To complete the hat-trick of desperation, it was closed. What was it with Perth and public facilities in the eighties?
I began to hate my life. My body had great expectations yet an inability to produce even the slightest hint of success. Oliver Wendell Holmes wrote that ‘many die with their music still left in them’. Leaving the music within me was all I wanted now.
I had one last crack at the title. The toilets at Mends Street would be my final curtain call, but I would not be going gently into that good night.
A major problem with the stretch from the Narrows Bridge to Mends Street? The toilet is continually in your line of sight. This is a problem. A visual increases the sense of expectation, causing the mind and thus the body to run ahead of itself and give birth to possibilities prematurely rather than when their time has fully come.
These thoughts are only considered in hindsight. The situation had moved beyond desperate somewhere just after Barrack Street; now it was grim.
With a running form akin to a wounded Cossack dancer, I made the last strangled mercy dash as the toilet was 900 meters away. Now 700 metres.
Don’t think about the toilet. It’s right up ahead. Don’t think about the toilet.
My ability to ‘not think about the toilet’ had long dissipated, along with my expectations of being able to control my bodily functions.
With one last withering sprint, I clenched hard, dropped my waste ever further, and drove for the finish line.
It was futile. 200 meters from a toilet that turned out to be open, the game was over. That which was contained was no longer. The hard work and muscular control gave way to release. Full release. It was a messy business, and I was knee-deep in the carnage.

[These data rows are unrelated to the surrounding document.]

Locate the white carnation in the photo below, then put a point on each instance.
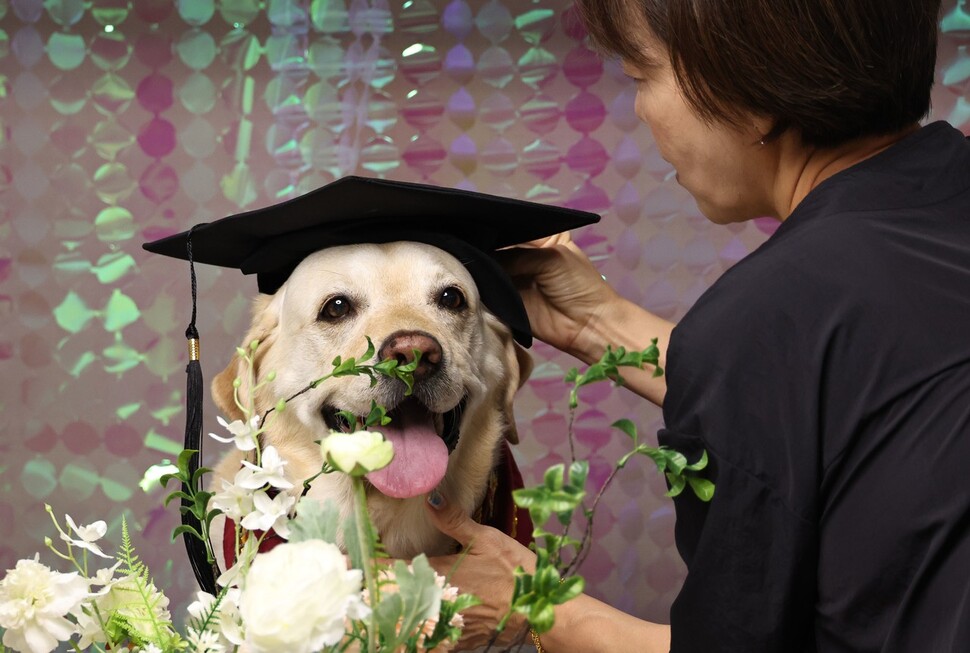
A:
(297, 598)
(33, 603)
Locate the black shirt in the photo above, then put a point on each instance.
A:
(828, 377)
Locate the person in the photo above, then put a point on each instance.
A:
(827, 375)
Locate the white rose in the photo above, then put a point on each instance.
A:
(357, 453)
(297, 598)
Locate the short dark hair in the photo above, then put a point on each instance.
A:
(833, 70)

As I waddled self-consciously through the crowded area attempting to look as though nothing was doing, it must have been clear that a lot had been done.
I started out by saying that this was back in the day when running shorts and undies were separate items of clothing. On that afternoon, my underwear and I parted company. Ceremoniously flushed to a better place. My work there was done.
I coasted back to the boatshed enlivened by the rush of fresh air in parts hitherto contained.
I thought this story had no consequence at all – it’s not as if it needed to – but as I’ve procrastinated its writing, I’ve realised it has plenty.
If there’s a physiological phenomenon to which many runners will relate that has broader life application, it’s this: when the mind becomes alive with expectation, the body prepares and positions itself to deliver! Unfortunately, when it comes to the rest of life, the reverse is also true.
When it comes to performance, we often get what we expect. How we prepare our minds and our bodies, checked or unchecked, feeds into the end result. This is managing expectations in reverse. To position your mind and body for the possibility of a great outcome is to conceive the great and position yourself accordingly.
So many do their finest work on the training track because they never put in the decent yards when it comes to ‘expectation management’. They allow reptiles of the mind to crawl about turning what was good away from what could have been great and into something quite ordinary – purely because they offered the possibility of a negative path of least resistance.
But this piece is ultimately about a bowel movement – one that was spectacularly unsuccessful in its delivery. Ultimately, the weight of expectation was unsustainably great. Both for its safe delivery and its capacity to remain ensconced in the garments that sought to contain its greatness.